MusicRadar Verdict
MorphWiz turns your iPad into an expressive and playable electronic instrument.
Pros
- +
Great fun to play. Easy to understand.
Cons
- -
A few too many pages. No MIDI over Wi-Fi.
MusicRadar's got your back
Kevin Chartier and keyboardist extraordinaire Jordan Rudess have teamed up to bring us what may be the first serious performance instrument designed specifically for the iPad. Inspired by Lippold Haken's Continuum controller, MorphWiz presents a control system wherein notes of a given (and user-definable) scale are laid out across the screen as vertical lines.

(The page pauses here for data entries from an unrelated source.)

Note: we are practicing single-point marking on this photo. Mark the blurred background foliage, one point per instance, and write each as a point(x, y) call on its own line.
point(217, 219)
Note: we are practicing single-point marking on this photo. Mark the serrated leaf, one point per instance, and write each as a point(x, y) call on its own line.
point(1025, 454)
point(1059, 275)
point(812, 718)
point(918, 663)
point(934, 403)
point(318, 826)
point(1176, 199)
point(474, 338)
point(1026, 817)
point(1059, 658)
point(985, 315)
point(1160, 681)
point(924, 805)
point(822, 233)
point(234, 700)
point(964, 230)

As on a traditional keyboard, notes range from low to high as you travel from left to right. However, sounds can morph from one timbre to another as you drag your finger vertically along a given note. You can also play between the notes by placing your finger just between the B and C lines. Additionally, MorphWiz taps the iPad's accelerometer - you can tilt the device to tweak the sound of the built-in synthesiser.
On that synthesiser, it's refreshingly direct, with a smattering of parameters that draw upon basic waveshaping, FM and 'Wavesync' synthesis to shape the sounds, with a few effects to spice things up. While FM synthesis is tricky to master, even the greenest neophyte isn't going to get lost with MorphWiz's simple implementation. There's just enough flexibility to personalise the sound, but not enough to distract you from the performance.
And that's what MorphWiz is all about: performance. Rudess's experience shows in the design of the instrument and the immediately playable factory patches.
MorphWiz provides a built-in recording function with looped overdubbing capabilities. You can adjust the number of beats and measures and there's a metronome to guide you. The results can be exported, emailed or sent to apps that support AudioPaste.
MorphWiz turns the iPad into an expressive performance instrument. Is it perfect? No. There are a lot of pages to work through and there's no MIDI-over-Wi-Fi, unfortunately. Even these drawbacks aren't enough to tear us away from it, however.